Los Padres de la Iglesia han escrito infinidad de reflexiones bellísimas sobre lo que implica el costado abierto de Cristo, que nos permite asomarnos y contemplar su Corazón. Algunos, como San Agustín, insistirán en que, como Eva nace del costado de Adán, así la Iglesia nace del costado de Cristo. También es sentir común de los santos de los primeros siglos que esa sangre y esa agua son indicaciones claras de la fuente de la cual brotan los sacramentos. Y por santa Faustina sabemos que el propio Jesús quiso que en la imagen de la Divina Misericordia quedaran plasmados esos dos rayos, uno rojo y otro blanco, que representan la sangre y el agua de su Corazón.
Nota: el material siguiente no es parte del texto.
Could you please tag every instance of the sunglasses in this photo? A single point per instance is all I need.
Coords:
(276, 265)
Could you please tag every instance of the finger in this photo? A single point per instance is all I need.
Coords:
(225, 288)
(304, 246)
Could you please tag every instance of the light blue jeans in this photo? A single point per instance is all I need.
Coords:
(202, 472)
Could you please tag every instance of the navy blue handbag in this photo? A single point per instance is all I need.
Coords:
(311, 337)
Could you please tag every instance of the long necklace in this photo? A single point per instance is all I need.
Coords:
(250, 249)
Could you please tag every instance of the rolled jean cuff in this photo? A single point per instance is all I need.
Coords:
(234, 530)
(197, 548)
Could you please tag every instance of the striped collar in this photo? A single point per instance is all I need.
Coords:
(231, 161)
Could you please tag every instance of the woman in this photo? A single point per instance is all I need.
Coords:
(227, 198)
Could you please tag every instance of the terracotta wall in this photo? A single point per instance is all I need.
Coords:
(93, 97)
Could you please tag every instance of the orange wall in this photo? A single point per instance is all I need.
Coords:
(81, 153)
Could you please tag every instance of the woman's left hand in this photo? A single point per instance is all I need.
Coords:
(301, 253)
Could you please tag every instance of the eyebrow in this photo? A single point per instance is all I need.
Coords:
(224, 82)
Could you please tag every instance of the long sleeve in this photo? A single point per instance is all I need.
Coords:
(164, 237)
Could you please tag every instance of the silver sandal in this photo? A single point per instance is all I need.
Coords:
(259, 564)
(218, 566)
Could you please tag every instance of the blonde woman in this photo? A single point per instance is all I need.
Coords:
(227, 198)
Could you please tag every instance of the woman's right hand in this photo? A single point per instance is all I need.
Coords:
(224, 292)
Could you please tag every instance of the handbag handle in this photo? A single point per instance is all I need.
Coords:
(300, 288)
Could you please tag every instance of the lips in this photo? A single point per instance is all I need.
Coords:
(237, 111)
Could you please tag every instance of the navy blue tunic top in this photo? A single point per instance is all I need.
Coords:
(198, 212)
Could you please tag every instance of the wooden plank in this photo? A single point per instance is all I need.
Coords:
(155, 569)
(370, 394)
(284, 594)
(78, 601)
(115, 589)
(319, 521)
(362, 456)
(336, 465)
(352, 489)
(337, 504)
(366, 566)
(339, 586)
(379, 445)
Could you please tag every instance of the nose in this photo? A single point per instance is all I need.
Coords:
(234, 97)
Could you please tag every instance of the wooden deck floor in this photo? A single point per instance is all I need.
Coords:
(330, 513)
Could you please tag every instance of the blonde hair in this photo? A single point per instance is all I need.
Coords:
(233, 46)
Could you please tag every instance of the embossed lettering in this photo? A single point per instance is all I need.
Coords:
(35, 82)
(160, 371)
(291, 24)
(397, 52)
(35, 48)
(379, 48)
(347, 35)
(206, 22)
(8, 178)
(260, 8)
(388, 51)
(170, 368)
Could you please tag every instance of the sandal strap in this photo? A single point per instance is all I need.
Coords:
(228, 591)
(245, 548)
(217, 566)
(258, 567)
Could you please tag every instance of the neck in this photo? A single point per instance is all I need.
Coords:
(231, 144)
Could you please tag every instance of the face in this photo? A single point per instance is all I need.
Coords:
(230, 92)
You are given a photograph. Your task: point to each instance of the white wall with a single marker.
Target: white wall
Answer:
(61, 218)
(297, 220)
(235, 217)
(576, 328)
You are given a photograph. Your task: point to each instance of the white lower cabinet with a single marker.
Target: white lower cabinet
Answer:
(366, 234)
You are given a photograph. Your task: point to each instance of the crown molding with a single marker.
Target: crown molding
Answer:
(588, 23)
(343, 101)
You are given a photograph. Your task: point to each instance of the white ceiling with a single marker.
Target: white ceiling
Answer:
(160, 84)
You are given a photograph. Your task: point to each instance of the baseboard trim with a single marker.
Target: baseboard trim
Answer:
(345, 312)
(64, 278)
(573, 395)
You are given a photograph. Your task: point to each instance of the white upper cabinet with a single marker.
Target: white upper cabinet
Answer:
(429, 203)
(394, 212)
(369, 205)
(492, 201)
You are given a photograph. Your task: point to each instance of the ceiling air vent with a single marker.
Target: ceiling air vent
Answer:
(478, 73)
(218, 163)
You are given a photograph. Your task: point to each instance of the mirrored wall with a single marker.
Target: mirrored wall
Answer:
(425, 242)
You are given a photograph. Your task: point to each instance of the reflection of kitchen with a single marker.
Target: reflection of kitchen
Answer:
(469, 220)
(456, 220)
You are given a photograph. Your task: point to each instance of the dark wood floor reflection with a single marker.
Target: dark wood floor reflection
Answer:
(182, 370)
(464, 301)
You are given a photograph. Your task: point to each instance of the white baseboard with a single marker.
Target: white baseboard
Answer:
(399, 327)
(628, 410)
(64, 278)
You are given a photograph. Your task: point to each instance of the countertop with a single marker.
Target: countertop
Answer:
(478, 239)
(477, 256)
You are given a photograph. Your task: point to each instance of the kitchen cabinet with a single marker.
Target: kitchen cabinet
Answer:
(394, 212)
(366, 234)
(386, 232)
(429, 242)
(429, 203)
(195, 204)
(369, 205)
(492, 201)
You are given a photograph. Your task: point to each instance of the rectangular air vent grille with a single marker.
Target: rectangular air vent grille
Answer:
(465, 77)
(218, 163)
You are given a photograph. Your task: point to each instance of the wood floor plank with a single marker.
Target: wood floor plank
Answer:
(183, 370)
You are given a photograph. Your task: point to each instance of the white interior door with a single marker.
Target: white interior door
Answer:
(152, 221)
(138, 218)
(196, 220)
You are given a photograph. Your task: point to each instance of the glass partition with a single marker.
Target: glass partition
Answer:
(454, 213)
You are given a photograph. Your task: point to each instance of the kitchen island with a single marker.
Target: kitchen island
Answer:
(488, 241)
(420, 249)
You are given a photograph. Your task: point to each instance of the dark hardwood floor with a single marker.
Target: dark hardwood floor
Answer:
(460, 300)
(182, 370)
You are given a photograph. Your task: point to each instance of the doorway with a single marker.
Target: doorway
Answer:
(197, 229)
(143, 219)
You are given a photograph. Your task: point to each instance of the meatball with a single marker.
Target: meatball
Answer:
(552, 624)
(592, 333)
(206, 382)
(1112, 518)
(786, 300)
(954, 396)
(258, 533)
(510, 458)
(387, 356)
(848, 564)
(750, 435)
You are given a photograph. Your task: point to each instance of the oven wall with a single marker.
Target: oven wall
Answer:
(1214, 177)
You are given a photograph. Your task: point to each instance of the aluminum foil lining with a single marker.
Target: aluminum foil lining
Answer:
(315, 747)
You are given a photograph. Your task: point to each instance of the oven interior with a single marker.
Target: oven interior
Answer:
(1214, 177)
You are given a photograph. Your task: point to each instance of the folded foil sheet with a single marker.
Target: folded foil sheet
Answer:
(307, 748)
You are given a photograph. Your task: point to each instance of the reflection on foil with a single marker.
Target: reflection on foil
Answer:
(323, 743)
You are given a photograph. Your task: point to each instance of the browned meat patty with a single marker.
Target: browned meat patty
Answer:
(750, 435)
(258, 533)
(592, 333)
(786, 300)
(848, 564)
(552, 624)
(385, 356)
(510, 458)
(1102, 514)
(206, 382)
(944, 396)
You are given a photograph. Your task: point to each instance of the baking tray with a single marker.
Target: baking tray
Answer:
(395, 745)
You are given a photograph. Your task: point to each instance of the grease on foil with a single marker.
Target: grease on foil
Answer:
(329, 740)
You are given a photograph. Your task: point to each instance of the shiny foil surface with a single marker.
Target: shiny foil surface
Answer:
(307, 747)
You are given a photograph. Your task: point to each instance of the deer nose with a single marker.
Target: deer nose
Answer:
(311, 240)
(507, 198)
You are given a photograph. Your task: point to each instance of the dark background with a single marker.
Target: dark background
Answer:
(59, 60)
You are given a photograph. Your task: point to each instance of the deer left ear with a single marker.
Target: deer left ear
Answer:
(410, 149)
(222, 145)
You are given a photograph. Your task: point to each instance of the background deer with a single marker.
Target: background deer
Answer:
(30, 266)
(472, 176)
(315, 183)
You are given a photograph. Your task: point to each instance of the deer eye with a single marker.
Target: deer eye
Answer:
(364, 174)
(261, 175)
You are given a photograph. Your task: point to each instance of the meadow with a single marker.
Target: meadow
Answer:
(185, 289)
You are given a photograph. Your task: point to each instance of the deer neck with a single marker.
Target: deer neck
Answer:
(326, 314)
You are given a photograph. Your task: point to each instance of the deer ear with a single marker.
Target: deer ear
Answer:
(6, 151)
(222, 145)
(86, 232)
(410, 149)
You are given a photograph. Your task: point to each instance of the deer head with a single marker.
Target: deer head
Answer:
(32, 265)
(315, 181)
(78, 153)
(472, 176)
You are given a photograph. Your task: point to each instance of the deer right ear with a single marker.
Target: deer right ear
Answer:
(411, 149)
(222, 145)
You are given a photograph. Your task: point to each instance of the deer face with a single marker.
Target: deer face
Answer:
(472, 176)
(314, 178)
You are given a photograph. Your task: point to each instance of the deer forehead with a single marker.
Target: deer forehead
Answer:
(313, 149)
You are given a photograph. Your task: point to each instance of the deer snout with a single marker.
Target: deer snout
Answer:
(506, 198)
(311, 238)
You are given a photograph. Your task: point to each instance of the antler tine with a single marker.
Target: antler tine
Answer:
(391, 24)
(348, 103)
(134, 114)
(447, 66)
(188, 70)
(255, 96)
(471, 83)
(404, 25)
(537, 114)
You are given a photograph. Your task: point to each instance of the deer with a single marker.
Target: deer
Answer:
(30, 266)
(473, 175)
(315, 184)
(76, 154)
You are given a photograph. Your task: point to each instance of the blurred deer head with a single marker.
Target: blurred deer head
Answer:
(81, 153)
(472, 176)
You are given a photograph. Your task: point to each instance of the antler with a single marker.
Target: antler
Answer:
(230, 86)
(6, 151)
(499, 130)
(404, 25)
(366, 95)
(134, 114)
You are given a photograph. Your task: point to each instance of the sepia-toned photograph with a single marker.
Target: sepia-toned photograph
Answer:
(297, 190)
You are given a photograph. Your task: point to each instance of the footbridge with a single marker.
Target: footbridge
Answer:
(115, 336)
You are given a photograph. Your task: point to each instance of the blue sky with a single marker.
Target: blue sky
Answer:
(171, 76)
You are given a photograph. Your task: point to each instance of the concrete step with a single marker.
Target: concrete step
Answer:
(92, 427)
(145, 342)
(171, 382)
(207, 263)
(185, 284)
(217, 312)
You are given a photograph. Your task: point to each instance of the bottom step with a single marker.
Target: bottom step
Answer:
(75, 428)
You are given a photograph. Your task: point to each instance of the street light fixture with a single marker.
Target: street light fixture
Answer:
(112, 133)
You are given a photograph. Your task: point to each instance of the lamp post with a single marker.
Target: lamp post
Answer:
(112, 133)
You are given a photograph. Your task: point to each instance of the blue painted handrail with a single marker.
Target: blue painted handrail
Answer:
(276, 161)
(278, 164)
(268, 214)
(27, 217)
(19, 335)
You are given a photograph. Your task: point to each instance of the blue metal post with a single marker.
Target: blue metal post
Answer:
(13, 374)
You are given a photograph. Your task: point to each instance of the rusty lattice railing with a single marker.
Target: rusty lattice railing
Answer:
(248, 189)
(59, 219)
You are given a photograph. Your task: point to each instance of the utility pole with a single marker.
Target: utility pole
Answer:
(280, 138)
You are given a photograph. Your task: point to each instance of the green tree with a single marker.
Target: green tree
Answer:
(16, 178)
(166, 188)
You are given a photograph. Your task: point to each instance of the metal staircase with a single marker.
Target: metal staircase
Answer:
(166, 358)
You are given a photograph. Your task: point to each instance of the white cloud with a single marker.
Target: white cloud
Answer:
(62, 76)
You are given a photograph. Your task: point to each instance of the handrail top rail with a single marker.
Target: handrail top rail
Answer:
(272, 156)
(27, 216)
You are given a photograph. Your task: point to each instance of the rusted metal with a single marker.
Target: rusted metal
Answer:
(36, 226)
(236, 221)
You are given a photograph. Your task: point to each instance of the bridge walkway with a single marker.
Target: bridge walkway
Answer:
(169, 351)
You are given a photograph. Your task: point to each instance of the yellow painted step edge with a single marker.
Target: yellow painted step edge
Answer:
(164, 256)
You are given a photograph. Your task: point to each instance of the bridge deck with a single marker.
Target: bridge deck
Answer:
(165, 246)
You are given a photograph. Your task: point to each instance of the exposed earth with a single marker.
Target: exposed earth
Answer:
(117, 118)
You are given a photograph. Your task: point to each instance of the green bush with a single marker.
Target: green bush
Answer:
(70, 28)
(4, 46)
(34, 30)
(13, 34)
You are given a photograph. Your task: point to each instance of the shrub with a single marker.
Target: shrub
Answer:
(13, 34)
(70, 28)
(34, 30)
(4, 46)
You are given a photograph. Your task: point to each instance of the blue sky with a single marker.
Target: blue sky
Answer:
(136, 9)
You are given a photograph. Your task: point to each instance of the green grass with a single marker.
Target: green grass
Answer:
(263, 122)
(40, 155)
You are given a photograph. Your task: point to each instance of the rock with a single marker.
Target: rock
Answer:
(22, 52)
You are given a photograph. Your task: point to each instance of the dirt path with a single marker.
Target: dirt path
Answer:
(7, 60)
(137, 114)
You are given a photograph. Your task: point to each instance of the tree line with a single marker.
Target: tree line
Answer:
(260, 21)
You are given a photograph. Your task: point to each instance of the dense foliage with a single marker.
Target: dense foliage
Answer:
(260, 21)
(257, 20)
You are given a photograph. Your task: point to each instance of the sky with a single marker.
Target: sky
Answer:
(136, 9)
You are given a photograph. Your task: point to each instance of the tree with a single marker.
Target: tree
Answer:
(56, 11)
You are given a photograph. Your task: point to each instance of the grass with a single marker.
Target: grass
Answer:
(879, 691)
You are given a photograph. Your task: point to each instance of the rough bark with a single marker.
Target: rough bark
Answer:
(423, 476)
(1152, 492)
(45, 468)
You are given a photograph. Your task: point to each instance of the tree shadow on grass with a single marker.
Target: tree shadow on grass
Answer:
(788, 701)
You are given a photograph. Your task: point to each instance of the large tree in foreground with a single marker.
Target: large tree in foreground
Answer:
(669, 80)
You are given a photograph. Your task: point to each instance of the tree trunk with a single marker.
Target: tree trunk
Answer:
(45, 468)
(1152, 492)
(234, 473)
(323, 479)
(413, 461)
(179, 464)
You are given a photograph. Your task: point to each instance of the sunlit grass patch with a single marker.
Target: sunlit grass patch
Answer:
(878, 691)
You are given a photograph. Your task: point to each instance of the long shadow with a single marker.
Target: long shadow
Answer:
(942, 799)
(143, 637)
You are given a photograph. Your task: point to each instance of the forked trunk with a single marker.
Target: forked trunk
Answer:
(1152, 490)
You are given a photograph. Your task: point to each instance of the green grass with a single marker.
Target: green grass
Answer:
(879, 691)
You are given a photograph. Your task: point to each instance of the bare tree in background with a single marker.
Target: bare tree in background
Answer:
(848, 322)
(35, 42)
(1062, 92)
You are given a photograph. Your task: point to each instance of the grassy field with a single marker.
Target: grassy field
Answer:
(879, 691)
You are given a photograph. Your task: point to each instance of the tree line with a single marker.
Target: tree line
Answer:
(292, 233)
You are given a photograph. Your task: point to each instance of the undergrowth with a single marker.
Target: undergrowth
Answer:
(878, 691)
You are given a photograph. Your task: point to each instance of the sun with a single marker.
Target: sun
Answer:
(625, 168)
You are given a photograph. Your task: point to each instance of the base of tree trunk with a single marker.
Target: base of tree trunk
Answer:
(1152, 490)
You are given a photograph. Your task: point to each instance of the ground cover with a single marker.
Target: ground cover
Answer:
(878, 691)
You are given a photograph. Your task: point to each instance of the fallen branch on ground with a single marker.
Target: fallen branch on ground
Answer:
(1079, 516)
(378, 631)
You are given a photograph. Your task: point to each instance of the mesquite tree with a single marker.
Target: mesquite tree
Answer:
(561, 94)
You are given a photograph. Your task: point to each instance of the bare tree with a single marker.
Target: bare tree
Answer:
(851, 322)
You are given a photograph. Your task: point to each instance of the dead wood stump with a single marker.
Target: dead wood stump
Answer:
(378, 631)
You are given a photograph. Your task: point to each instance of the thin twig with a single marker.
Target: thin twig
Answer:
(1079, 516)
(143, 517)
Es por eso que la Solemnidad del Sagrado de Corazón de Jesús tiene una significación muy honda para los cristianos. Cuando nos referimos al corazón de una persona pensamos en sus afectos, en sus sentimientos, en su forma de amar. Pero como nos recuerda san Josemaría, “cuando en la Sagrada Escritura se habla del corazón, no se trata de un sentimiento pasajero, que trae la emoción o las lágrimas. Se habla del corazón para referirse a la persona que, como manifestó el mismo Jesucristo, se dirige toda ella —alma y cuerpo— a lo que considera su bien: porque donde está tu tesoro, allí estará también tu corazón” (Es Cristo que pasa, n. 164).
Conocer el Sagrado Corazón de Jesús para creer en su Amor es la necesidad más honda de nuestro propio corazón. Acudamos a la intercesión de la Virgen y de san Juan, cuyos corazones latieron al unísono con el de Cristo, para que no dejemos nunca de pasmarnos frente a este misterio: que nosotros somos el tesoro del Corazón de Dios.